The statin should be stopped until the myalgia goes away and then restarted at a lower dose. If it happens again then a different medication should be started to control LDLs.
72
Dihydropyridines VS Non-dihydropyridines - What medication class? - Differences
These are the two types of CCB Dihydropyridines are selective for vascular smooth muscle. This type of calcium channel blockers causes vasodilation (also applies to arteries which is the main target of the medication) which results in decreased afterload and decreased blood pressure. These do no effect cardiac muscle. Dihydropyridine medications - Amlodipine, Nifedipine, Felodipine Non-dihydropyridines are selective for cardiac muscle. These cause negative chronotropic and inotropic effects. Used to treat HTN, arrhythmias, and angina. Medications - verapamil, Diltiazem
73
Alpha-1 agonist VS alpha-1 antagonist - Medications of each class
Alpha-1 adrenergic receptors cause vasoconstriction, mydriasis, bladder sphincter contraction, vasoconstriction of cutaneous vessels. Medications: + Phenylephrine - pure alpha 1 agonist resulting in strong vasoconstriction. + Oxymetazoline - topical nasal decongestant Alpha-1 adrenergic antagonist block vasoconstriction, cause miosis, relax the bladder sphincter. Medications: + Prazosin, Terazosin - vasodilation to control BP + Tamsulosin (Flomax) - BPH medication that helps voiding
74
What is the flow of blood with a PDA? What was the flow of blood before the baby was born? Why?

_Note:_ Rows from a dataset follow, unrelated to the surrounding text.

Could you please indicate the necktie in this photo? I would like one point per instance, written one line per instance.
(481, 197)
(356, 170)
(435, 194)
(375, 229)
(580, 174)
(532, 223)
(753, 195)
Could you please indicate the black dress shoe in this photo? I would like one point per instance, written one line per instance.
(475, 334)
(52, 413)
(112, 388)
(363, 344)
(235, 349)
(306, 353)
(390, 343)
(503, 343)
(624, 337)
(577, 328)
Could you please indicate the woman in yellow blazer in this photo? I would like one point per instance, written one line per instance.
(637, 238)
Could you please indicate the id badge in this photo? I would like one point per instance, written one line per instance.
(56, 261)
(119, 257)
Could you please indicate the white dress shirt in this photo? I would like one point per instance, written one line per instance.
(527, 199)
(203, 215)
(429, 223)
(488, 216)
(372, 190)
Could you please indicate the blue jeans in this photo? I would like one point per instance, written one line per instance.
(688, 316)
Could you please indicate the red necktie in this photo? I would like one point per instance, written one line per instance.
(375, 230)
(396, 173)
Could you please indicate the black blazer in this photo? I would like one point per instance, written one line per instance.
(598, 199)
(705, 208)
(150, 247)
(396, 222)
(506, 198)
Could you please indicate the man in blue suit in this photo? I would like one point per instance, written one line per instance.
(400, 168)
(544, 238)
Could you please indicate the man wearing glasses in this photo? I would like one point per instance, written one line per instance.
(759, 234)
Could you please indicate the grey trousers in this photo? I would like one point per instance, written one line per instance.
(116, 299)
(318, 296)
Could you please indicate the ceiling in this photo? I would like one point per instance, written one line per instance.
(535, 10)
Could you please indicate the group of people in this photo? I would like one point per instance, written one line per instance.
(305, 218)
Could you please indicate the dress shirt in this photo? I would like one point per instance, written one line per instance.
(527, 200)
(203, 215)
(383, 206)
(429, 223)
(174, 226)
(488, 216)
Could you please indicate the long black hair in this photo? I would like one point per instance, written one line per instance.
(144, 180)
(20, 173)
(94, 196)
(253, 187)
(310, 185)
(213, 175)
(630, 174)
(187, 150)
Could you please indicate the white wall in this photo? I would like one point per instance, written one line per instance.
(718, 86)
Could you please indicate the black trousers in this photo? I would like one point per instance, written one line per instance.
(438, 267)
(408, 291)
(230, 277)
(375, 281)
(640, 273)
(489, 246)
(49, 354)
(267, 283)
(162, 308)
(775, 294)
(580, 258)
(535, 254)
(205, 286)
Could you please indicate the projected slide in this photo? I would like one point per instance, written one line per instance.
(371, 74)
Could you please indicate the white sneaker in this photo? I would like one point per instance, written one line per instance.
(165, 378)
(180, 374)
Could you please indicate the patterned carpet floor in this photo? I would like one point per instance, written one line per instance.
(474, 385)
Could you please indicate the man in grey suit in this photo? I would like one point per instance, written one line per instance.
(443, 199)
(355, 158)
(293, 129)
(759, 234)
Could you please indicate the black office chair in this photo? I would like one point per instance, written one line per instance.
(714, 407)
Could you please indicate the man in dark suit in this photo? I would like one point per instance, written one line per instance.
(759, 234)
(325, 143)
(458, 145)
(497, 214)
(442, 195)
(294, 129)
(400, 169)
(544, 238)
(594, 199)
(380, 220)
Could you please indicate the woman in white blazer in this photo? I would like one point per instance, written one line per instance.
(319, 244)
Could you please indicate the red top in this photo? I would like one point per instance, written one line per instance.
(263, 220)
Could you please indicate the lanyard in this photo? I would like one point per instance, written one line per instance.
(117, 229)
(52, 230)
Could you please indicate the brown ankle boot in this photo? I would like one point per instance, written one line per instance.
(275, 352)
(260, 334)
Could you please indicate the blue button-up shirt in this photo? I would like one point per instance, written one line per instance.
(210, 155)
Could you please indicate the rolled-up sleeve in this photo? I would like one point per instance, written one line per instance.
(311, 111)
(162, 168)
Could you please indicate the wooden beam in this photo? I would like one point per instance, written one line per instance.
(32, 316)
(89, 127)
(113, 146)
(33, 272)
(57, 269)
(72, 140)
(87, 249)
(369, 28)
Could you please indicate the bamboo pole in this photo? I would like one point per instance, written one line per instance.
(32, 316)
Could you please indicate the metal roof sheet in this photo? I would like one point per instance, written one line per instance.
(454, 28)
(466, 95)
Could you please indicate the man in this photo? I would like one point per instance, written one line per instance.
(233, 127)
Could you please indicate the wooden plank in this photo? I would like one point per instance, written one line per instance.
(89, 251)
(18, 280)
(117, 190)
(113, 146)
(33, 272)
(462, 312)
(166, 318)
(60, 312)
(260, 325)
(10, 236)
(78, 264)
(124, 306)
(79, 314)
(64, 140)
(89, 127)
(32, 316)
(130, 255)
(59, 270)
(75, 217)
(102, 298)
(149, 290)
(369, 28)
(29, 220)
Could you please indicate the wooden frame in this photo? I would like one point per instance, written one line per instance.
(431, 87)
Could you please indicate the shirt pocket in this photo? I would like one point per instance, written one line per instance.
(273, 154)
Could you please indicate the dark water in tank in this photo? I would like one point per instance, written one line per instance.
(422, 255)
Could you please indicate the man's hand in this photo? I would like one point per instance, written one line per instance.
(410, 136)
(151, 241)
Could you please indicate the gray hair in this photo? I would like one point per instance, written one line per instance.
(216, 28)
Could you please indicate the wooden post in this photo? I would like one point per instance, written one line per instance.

PDA - patent ductus arteriosus. This allows oxygen rich blood to transfer from the aorta (higher pressure) to the pulmonary artery (lower pressure). Characterized by a machine like murmur and an increased for heart failure if large and untreated. The flow inside the womb before the baby is born goes from the pulmonary artery to the aorta. The lungs do not need blood flow because they are nonfunctional.
75
What are characteristics of an innocent murmur in a young child? Signs of a pathologic murmur?
Innocent murmurs increase in intensity during activity, fever, activity, and anxiety. Pathologic - persistence during positional changes. Splitting of S2. Occurrence in patients with chromosomal trisomy
76
What antihypertensive medications are associated with ED? What medications can improve ED?
Diuretics, specially HCTZ, are associated with erectile dysfunction. Alpha blockers (Tamolusin and Doxazosin) can improve these symptoms.